宝石の選び方
非加熱ルビーについて先に書きましたが、何を基準に宝石、ビーズを選ぶかというお話を少し。
ルビーに非加熱、もしくは加熱、着色など色々種類があります。これらは基本は天然素材をベースにして色を改善してあります。これに対して、人工結晶があります。ベースとなる素材が天然か人工かというだけで、ルビーとしては同じものです。これはダイヤでも、ビーズ素材などを含めどんなものでも似たような石やガラス、人工素材が氾濫していると思って間違いありません。見掛け上、人工素材は不純物が入っていないため、非常にきれいで、要求される石の特徴が引き出されていますので、天然の最も高価なレベルのもの以上の品が極めて安価に入手できます。
ダイヤの場合でも人工ダイヤ以外に代用として人工ジルコンが使われます。見掛けは非常に似ています。そこでルビーやダイヤ、その他でも同じなのですが、天然できれいなもの、より完全に近い結晶やカット品を探すと、おのずと、人工結晶に近づきます。もとより、人工品はそれらの完全な状態、理想状態を目指して作られたものですので、天然品の理想を追い求めるとその頂点には人工品が控えている事になります。これは、おかしな事ですので、ある程度の欠点は許す事で天然品を探すようにしています。私の場合、売り手が「天然です」と言っても、人工品に近い天然は天然としての風格が無いものは入手したいと思いません、天然が天然であるためには天然である事の証明となる、ある程度の欠陥が必要になります。しかも、あまり欠陥が大きく、許容できないレベルでは入手しても仕方がないため、納得できるレベルを前もって線引きした上で、品物を選ぶことにしています。ここで問題となるのは納得できるレベルとは何か?という事です。
基準としてその石をどのように使うか、使いこなせる技術があるか?という事で判断しますが、これだと、一般の方には難しいかと思いますので、簡単な方法を、、、それは、多少の傷、クラック、不純物はOK、肉眼で見てみて、特に欠点が目に付かないなら、色、大きさがOKなら、それで良しとする。カットは多少下手であっても、価格は安い方が良いし、内部のクラックや不純物、色の濁りなどは、組み上げでアクセサリーにしてしまうと目立たなくなります。もとより、アクセサリーやジュエリーの場合、最終的な仕上がりとデザインの方の影響が大きく、石の品質なんてものは、ほとんど影響が無いと思った方が良いでしょう。
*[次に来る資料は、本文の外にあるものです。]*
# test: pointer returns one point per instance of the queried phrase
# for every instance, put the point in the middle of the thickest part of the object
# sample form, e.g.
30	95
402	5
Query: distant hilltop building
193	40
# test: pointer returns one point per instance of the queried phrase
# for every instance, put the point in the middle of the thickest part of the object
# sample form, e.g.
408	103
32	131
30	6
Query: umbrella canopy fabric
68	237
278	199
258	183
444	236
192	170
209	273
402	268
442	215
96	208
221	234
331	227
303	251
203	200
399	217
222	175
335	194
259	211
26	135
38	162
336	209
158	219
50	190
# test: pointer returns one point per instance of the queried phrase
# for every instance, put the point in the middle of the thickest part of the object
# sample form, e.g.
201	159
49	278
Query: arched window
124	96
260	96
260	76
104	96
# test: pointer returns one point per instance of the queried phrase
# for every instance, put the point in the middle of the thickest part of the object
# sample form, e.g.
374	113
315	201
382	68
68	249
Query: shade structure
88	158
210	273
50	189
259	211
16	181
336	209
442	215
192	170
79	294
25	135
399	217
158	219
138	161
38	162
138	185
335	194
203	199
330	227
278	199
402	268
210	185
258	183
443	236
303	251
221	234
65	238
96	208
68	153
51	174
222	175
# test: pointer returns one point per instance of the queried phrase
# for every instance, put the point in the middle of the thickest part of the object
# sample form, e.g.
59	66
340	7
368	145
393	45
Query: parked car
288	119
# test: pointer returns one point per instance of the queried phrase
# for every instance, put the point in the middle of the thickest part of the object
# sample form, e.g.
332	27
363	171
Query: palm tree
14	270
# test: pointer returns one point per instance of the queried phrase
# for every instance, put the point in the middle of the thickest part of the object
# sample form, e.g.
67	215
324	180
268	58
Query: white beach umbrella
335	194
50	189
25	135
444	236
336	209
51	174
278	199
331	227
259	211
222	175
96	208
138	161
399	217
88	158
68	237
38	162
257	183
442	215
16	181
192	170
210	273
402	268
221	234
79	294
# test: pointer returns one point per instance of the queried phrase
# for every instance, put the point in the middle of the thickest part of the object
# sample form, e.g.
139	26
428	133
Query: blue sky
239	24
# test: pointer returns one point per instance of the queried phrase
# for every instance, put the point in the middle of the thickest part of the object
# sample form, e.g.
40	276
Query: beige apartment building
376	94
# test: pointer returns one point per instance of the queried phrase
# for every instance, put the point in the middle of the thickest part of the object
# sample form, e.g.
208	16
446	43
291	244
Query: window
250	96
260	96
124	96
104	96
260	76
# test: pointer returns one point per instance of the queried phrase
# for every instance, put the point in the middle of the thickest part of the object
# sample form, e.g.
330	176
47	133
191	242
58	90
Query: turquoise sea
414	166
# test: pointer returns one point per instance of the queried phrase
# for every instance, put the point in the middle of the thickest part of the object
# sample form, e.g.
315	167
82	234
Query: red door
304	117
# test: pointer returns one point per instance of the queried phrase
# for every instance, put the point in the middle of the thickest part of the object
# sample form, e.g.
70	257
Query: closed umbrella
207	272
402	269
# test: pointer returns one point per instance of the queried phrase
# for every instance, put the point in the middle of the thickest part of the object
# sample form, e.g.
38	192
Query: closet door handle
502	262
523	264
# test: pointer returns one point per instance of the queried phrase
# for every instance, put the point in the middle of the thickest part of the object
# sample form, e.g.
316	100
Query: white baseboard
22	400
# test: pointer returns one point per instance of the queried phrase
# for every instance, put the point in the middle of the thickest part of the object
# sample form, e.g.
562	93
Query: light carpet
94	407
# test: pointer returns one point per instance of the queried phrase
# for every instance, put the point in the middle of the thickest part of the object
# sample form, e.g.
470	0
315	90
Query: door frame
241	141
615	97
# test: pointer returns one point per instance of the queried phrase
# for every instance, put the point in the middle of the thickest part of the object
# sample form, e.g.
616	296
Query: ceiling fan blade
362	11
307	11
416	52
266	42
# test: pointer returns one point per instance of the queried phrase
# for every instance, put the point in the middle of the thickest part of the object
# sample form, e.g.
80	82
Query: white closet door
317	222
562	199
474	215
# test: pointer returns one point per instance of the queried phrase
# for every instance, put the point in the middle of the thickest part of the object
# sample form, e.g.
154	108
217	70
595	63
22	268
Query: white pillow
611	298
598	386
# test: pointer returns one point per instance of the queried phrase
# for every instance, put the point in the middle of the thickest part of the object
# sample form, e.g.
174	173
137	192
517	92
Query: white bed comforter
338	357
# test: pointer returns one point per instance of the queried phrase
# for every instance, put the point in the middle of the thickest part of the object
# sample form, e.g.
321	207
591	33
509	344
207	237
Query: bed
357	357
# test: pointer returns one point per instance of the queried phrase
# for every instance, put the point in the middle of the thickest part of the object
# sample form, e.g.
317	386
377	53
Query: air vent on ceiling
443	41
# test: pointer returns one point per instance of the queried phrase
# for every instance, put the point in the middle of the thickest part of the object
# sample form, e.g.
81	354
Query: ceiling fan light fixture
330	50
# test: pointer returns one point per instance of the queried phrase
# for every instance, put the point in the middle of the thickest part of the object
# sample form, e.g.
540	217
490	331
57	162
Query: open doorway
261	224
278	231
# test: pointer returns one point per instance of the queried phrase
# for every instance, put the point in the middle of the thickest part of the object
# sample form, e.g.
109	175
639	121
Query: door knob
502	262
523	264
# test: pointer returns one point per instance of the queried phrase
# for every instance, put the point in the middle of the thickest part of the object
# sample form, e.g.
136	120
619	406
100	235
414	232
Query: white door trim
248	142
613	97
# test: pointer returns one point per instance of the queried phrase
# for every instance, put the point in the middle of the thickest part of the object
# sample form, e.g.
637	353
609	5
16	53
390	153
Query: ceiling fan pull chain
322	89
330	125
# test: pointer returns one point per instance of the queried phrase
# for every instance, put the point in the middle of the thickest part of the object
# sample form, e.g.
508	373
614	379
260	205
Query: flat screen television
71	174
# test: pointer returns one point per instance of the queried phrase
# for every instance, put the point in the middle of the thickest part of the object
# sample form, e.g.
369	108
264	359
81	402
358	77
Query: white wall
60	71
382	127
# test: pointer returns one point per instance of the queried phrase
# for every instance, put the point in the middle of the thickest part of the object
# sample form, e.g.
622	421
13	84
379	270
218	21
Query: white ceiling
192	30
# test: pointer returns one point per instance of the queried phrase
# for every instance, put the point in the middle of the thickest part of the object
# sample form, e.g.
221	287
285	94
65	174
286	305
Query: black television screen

鑑定書? そんなものが必要ですか? 若干の色、不純物の量? そんなもの誰が見分けますか?、誰にアクセサリーやジュエリーを見せたいのですか?、再販したり質屋さんに持っていった時に高く買い取ってもらいたいから? 馬鹿な事を言っちゃいけません。 金、銀、プラチナなら相場価格がありますが、石の品質なんて誰もみちゃいません。例えば10年前に100万円で買ったダイヤの指輪、今、再販店の買取で幾ら?となると、数万円程度。ダイヤの大きさは影響がありますが、質はあまり問われません。むしろ、見た目のデザインで、魅力が有るか無いかの方が影響が大きい。石の4Cなんてのは無価値と思って構いません。お友達と買いに行ってお友達が品質が良い方がと勧めるから ? まあ、どうでもいいけど、同じ種類の石なら1ランク落としても大きい方を買いなさいと勧めます。 宝石やアクセサリーは財産と考える方もおられるようですが、そりゃ違いますね。財産として持つなら、金を買いなさいとお勧めします。石ころなど、ダイヤであれルビーであれ、天然だったら見掛けと大きさ、価格ですよ。鑑定書は業界の誰かさんが喜ぶだけです。野菜のきゅうりやじゃがいもを選ぶ基準で、石も選びましょう。石も料理の仕方、味付け次第なのです。良いコックさんを選びましょう。コックさんも色々で、著名と言われている方でも名前だけが先行していて、内容はがっがりという場合も少なくありません。
ビーズなど、日常に使われるアクササリーなら糸が切れて飛んでしまう事も多いので、人工でも構いません。付けて楽しければそれで良いくらいに考えておけば良いと考えておきましょう。一つパワーストーンとして持ちたいので天然をと考えておられる方には、ビーズ用の天然石は品質が一定しませんのである程度、バラツキがあると考えてください。 えっ! お持ちのXX石のビーズにはバラツキが無い? そりゃ人工石です。